MPs have called for a ban on 'happy hour' drink promotions.
The Commons home affairs committee said supermarkets should also be prevented by law from selling alcohol at a loss to encourage people into their stores.
Evidence showed that the real price of alcohol has fallen dramatically, the MPs said.
The call comes in a report looking at the challenges facing the police in the 21st century.
It concluded that the focus of police resources on alcohol-fuelled violence meant officers were "hitting their targets but missing the point".
Committee chairman Keith Vaz said: "We cannot have on one hand a world of alcohol promotions for profit that fuels surges of crime and disorder, and on the other, the police diverting all their resources to cope with it."
He also called for voluntary codes of conduct for the drinks industry to become legally enforceable.

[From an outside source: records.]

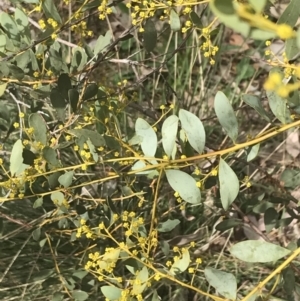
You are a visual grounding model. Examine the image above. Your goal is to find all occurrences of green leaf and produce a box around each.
[50,88,66,109]
[266,91,291,124]
[249,0,267,13]
[43,146,59,167]
[32,197,43,209]
[242,94,271,122]
[170,9,181,31]
[131,266,149,295]
[216,218,243,232]
[15,7,29,32]
[190,11,203,28]
[170,248,190,275]
[161,115,178,159]
[230,240,291,263]
[9,139,23,177]
[82,83,99,100]
[58,170,74,188]
[280,168,300,189]
[71,47,88,72]
[69,129,106,147]
[209,0,250,37]
[7,64,25,80]
[32,227,41,241]
[264,207,278,233]
[277,0,300,27]
[42,0,62,23]
[94,30,112,55]
[214,91,238,142]
[166,169,201,204]
[218,158,240,210]
[68,89,79,113]
[100,285,122,300]
[285,38,299,60]
[157,219,180,232]
[143,19,157,52]
[72,290,89,301]
[0,83,7,97]
[247,143,260,162]
[179,109,206,154]
[28,113,48,145]
[135,118,157,157]
[0,12,20,41]
[204,267,237,300]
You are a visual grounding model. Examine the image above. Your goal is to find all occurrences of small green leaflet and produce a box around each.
[179,109,206,154]
[101,285,122,300]
[204,267,237,300]
[166,169,201,204]
[218,158,240,210]
[170,9,181,31]
[214,91,238,142]
[9,139,29,177]
[94,30,112,55]
[135,118,157,157]
[161,115,178,159]
[143,19,157,52]
[230,240,291,262]
[170,249,190,275]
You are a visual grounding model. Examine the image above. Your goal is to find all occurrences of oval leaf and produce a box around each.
[166,169,201,204]
[230,240,291,262]
[135,118,157,157]
[179,109,206,154]
[58,170,74,188]
[28,113,48,145]
[170,249,190,275]
[214,91,238,142]
[161,115,178,159]
[9,139,23,176]
[170,9,181,31]
[101,285,122,300]
[157,219,180,232]
[143,19,157,52]
[204,267,237,300]
[218,158,240,210]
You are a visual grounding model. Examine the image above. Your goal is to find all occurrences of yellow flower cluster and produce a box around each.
[98,0,113,20]
[264,71,300,98]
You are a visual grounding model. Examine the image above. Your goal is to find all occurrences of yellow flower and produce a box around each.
[276,24,295,39]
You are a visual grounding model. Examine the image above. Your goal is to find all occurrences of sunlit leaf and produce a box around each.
[28,113,48,145]
[135,118,157,157]
[204,267,237,300]
[94,30,112,55]
[214,91,238,142]
[242,94,271,122]
[218,158,240,210]
[143,19,157,52]
[266,91,291,124]
[247,143,260,162]
[100,285,122,300]
[157,219,180,232]
[72,290,89,301]
[170,9,181,31]
[166,169,201,204]
[170,248,190,275]
[179,109,206,154]
[161,115,178,159]
[9,139,23,176]
[230,240,291,262]
[131,266,149,295]
[58,170,74,188]
[249,0,267,13]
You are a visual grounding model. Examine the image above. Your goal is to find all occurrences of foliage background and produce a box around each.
[0,0,300,301]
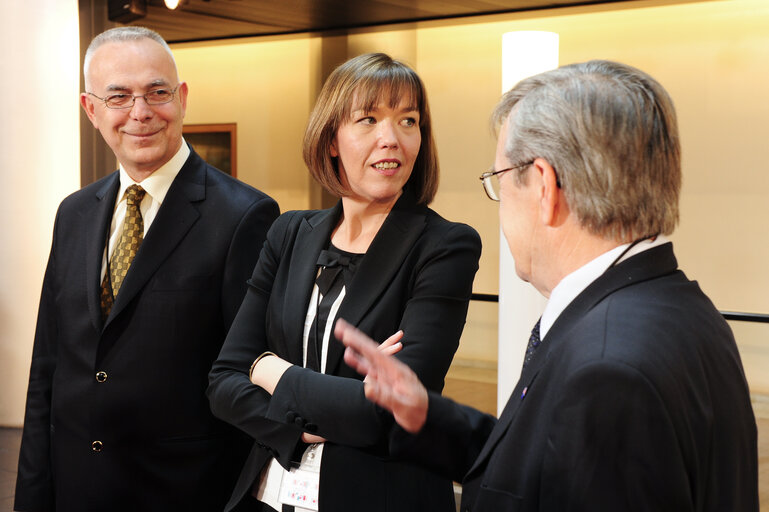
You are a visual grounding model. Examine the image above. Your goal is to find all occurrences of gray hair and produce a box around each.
[83,26,176,87]
[492,60,681,242]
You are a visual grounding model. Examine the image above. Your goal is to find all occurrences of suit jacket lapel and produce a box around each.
[460,243,678,475]
[81,172,120,332]
[326,190,426,373]
[283,201,342,365]
[105,151,206,328]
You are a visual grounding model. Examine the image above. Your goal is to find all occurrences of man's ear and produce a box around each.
[80,92,99,130]
[534,158,563,226]
[176,82,189,118]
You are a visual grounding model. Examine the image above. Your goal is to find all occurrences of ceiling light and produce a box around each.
[164,0,187,9]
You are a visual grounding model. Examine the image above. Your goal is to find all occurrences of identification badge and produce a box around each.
[278,469,320,510]
[278,444,323,511]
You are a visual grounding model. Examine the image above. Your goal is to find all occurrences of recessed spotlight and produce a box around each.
[164,0,187,9]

A Home Office spokesman said: "We know that the police and the public remain concerned about alcohol-related disorder - that is why we which is why we have given the police, licensing authorities and trading standards officers a range of tough powers to tackle alcohol-related disorder including on-the-spot fines, confiscating alcohol in public places and closing down premises that flout the law.
"Alongside this, the Department of Health has commissioned an independent review on the effects of alcohol price, promotion, consumption and harm which will be published shortly."
'Reckless'
Shadow home secretary Dominic Grieve said the report was "a shocking indictment of Labour's reckless approach to extended licensing and top-down target-driven approach which has resulted in perverse outcomes".
"We would reverse Labour's approach to 24-hour drinking, replacing it with appropriate application at local discretion," he said.
"We would ensure that laws passed to deal with alcohol-fuelled disorder are actually enforced - and take robust action to prevent loss leader sales targeted at the young."
Liberal Democrat home affairs spokesman Chris Huhne said it highlighted that the government had been wrong "to try to run policing through Whitehall targets, which have proved an expensive disaster".
"The result has been a priority for trivial offences, the abandonment of local concerns and the swamping of officers in red tape," he said.
"The best thing ministers could do for policing in this century would be to scrap the ID cards scheme and put 10,000 more police on our streets."